We dined one night at the hotel at the award-winning Harper Woolf restaurant, named one of the top five in Riga. A series of intimate, small rooms (looking like caves), have luxurious blue velvet chairs, wood-top tables and low, flattering lighting. A specialty is their steak menu, and we savored a local, 60-day aged steak, perfectly cooked—medium rare—and accompanied by crispy fries. For dessert was a simple but moist Latvian honey cake.
One our second morning in Riga, the tourist office sent us a guide to give us a tour of the old quarter and the Art Nouveau sector. The well-versed and knowledgeable guide gave us a detailed history of the Art Nouveau architecture, sharing that there are over 800 Art Nouveau buildings in Riga, which are registered as a UNESCO World Heritage Site. The premier street, with some of the most extraordinary buildings, is Alberta Street—with majestic architectural details on the façades such as grand sculptures, intricate ironwork and extraordinary doors, all built between 1901 and 1908. The guide explained that even though the Art Nouveau period in Riga only lasted about 15 years, there were four distinct periods, including Eclectic Art Nouveau, Perpendicular Art Nouveau, National Romantic Art Nouveau and Neoclassical Art Nouveau.

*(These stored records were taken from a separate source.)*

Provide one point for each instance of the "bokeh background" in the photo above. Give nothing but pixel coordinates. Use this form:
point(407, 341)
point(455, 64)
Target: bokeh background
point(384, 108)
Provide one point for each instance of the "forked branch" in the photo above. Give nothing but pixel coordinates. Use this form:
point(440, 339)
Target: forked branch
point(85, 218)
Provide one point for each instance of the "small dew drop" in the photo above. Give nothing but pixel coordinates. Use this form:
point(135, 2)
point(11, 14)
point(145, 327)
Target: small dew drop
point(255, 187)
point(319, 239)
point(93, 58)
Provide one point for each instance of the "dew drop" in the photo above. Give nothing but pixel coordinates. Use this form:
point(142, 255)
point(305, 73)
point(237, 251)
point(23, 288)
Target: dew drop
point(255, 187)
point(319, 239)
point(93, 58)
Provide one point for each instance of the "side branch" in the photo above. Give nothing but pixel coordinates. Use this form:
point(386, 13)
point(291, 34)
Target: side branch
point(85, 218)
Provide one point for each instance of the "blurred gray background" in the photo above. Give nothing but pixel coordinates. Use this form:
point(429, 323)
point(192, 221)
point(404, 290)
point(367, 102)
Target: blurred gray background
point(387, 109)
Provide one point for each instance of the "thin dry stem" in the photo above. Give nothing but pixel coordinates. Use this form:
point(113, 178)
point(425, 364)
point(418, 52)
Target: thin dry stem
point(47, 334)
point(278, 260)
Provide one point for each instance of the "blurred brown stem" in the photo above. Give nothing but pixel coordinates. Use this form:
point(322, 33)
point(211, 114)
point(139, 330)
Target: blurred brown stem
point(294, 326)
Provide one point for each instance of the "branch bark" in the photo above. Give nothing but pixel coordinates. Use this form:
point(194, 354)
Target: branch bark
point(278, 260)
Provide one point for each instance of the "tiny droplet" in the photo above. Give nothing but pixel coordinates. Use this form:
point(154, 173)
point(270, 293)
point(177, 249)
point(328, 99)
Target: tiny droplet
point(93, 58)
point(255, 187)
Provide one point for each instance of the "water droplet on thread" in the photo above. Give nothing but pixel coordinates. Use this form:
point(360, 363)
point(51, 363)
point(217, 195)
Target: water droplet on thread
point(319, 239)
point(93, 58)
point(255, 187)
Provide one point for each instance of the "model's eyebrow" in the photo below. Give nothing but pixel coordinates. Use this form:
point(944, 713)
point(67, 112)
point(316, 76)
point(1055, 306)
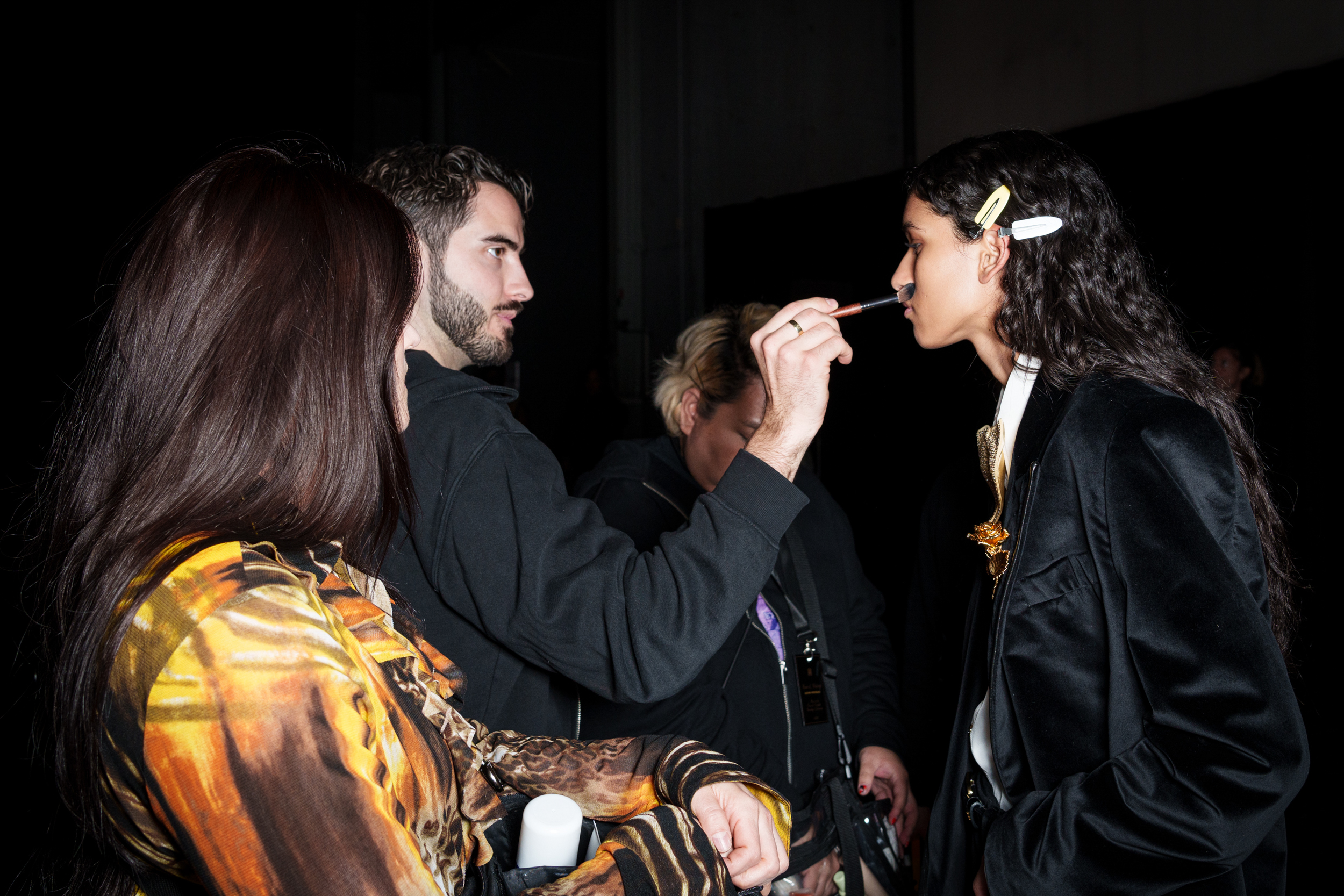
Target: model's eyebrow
point(501, 238)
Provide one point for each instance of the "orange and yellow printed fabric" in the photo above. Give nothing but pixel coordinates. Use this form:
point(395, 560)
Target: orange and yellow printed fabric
point(269, 731)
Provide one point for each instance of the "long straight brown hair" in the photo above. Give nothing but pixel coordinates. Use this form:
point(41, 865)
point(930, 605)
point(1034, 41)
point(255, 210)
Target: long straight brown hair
point(242, 390)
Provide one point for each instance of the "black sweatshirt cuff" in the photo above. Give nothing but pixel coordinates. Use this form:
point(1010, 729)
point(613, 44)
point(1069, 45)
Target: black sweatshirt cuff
point(882, 730)
point(756, 489)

Next, the guide took us to the Art Nouveau Center, also located on Alberta Street and the former home of Latvian architect Konstantīns Pēkšēn, who was responsible for the construction of many buildings from the period. The three-story apartment is an exemplary display of the furniture, art and objects of the period. The downstairs rooms had floral stencil moldings across the top of the walls, wood cabinets and hutches with inserts of stained glass, Eastern-inspired carpets, brocade and velvet drapes, porcelain fireplaces and an extraordinary, spiral staircase going to the upper floors.
After the tour, we went to the delightful Sienna Art Café. The opulent and sumptuous interior is a mélange of Art Nouveau and Art Deco furniture, lamps with fringed lampshades, brocade wallpaper, cabinets lined with rows of vintage, porcelain teapots, and stacks of vintage books and fashion magazines. Enjoying coffee served in a delicate white China cup trimmed in gold, we felt as though were immersed in a private salon from the turn of the century.

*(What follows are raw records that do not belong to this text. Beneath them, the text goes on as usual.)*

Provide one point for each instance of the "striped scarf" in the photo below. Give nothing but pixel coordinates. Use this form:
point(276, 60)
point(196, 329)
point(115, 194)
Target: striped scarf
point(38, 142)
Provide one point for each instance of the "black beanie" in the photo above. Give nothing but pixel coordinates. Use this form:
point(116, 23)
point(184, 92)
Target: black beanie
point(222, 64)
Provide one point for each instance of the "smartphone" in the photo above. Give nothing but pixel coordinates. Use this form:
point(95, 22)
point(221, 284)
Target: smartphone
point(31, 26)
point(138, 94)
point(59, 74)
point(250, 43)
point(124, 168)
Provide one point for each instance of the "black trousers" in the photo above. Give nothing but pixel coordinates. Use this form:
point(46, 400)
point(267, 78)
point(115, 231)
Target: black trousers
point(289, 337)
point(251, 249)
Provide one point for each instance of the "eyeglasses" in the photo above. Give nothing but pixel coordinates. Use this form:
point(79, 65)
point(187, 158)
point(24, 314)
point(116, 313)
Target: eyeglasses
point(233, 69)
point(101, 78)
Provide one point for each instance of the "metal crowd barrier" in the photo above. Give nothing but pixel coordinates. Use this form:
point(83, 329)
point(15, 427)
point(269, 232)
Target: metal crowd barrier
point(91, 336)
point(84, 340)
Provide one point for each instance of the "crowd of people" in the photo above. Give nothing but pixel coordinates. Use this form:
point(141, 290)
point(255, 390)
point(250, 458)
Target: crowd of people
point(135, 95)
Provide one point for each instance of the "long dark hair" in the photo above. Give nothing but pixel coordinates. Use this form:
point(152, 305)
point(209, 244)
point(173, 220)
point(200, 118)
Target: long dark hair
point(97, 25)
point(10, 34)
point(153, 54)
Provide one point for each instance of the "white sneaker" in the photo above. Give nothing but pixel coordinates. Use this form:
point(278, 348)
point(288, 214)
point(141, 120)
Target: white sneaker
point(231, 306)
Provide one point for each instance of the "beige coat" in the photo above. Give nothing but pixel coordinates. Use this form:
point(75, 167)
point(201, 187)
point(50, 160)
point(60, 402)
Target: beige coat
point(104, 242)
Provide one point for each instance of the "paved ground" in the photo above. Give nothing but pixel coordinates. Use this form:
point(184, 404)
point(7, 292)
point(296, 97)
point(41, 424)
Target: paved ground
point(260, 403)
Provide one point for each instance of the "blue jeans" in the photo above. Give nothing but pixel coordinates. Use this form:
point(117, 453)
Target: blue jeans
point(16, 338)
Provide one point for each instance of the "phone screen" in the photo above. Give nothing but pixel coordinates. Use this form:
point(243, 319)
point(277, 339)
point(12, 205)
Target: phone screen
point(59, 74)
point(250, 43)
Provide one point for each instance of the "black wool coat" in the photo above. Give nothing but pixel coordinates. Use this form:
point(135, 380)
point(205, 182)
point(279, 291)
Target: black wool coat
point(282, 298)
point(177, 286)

Nearby the café is the magnificent Nativity of Christ Cathedral, a Russian Orthodox cathedral opened 1884, with Czar Alexander II gifting 12 bells for the inauguration. Designed in the rich Neo-Byzantine style, one of the three exterior domes is covered in gold leaf paint, and the interior has three walls covered with icons and paintings done by some of the most important artists and craftsmen of the time.

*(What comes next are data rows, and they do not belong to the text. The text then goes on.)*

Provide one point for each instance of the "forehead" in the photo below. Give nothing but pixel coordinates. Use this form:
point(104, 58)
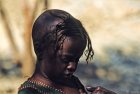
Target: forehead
point(73, 45)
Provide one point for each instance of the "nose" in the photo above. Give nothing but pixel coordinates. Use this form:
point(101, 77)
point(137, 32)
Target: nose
point(71, 67)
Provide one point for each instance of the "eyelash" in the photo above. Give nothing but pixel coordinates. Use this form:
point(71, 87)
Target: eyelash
point(65, 60)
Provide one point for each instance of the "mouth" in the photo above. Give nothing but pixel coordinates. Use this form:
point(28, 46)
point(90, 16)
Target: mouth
point(68, 75)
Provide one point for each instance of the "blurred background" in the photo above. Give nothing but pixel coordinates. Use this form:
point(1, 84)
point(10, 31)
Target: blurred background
point(113, 25)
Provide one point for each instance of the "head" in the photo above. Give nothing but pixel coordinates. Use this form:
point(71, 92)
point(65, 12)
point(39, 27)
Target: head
point(59, 41)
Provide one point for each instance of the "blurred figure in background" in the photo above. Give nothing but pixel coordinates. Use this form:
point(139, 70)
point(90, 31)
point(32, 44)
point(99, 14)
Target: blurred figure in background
point(59, 41)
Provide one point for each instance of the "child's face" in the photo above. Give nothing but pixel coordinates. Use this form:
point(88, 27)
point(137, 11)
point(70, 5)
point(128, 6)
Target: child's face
point(65, 63)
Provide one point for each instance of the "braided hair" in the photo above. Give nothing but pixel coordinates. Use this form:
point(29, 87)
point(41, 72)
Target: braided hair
point(52, 27)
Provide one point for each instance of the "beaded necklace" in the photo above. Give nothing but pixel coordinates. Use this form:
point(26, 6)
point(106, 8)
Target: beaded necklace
point(40, 87)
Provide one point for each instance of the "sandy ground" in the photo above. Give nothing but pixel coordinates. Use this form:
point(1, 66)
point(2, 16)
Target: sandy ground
point(9, 85)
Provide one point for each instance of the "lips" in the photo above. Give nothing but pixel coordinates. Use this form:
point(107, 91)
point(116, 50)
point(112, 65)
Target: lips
point(68, 75)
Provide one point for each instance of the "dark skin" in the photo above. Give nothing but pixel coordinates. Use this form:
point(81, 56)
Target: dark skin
point(58, 71)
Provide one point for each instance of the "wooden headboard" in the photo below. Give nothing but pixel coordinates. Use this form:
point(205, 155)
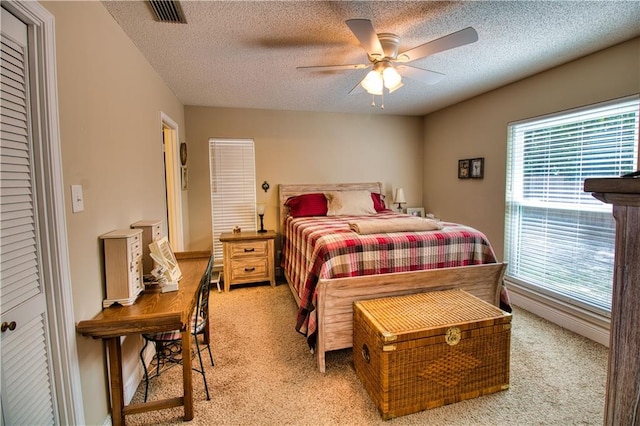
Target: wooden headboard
point(286, 191)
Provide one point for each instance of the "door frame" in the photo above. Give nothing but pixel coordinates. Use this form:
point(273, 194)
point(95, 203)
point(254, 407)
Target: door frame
point(173, 185)
point(53, 233)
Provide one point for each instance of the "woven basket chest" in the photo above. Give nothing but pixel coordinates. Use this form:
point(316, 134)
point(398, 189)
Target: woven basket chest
point(426, 350)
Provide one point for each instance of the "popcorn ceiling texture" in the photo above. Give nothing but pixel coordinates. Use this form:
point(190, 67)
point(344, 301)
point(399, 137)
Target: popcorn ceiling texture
point(244, 54)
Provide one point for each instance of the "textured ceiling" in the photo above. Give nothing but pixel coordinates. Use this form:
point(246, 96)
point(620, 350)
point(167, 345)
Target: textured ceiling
point(244, 54)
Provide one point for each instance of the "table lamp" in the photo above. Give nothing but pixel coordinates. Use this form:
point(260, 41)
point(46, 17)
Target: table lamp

The Art Museum Riga Bourse is housed in a former Venetian Renaissance palazzo from 1855 and specializes in foreign art collections from past centuries. Besides the impressive permanent collection, it also hosts temporary exhibitions. The current shows include one about the art of Japanese dolls, while the other comprises a collection of late Renaissance works from the Prado Museum in Madrid.
We found an excellent selection of restaurants in the Old Quarter, close to the hotel. Tēvocis Vaņa (Uncle Vanya) is a homey restaurant serving traditional Russian and eastern European cuisine. A large plate of potato pancakes served with a mound of smoked salmon and sour cream was heaven; this was followed by spinach pierogies stuffed with King crab meat and shrimp. Restaurant Domini Canes was a great lunch find, a modern restaurant amongst the medieval buildings in the Old Quarter, serving a contemporary menu. We had a soothing bowl of lentil soup, followed by a main course salad of goat cheese, cherry tomatoes, dried dates and sunflower seeds.